Questions regarding the taxation of cryptocurrency (crypto) can be complicated. Although the IRS addresses crypto transactions for federal income tax purposes, many states have not yet provided any income tax or sales and use tax guidance. Before diving into how states currently treat the taxation of cryptocurrency transactions, here’s a quick review of how the IRS defines a few key terms scattered throughout the article. “Digital assets” are broadly defined as any digital representation of value which is recorded on a cryptographically secured distributed ledger or any similar technology. According to the IRS, a digital asset (e.g., virtual currency, cryptocurrency, or crypto) is treated as property for federal tax purposes. Digital assets include:
- Convertible virtual currency and cryptocurrency
- Stablecoins
- Non-fungible tokens (NFTs)
Digital assets are not real fiat currency (a currency backed by the government that issued it rather than a physical commodity such as gold, silver, etc.).
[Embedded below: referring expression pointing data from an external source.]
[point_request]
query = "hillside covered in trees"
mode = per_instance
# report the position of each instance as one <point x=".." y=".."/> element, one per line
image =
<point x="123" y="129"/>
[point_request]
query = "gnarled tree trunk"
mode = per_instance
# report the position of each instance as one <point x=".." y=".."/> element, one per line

A digital asset that has an equivalent value in real currency, or acts as a substitute for real currency, is referred to as “convertible virtual currency.” A cryptocurrency is an example of a convertible virtual currency that can be:
- Used as payment for goods and services
- Traded digitally between users
- Exchanged for or into real currencies or digital assets
According to the IRS, cryptocurrency is a type of virtual currency that uses cryptography to secure digitally recorded transactions on a distributed ledger, such as a blockchain.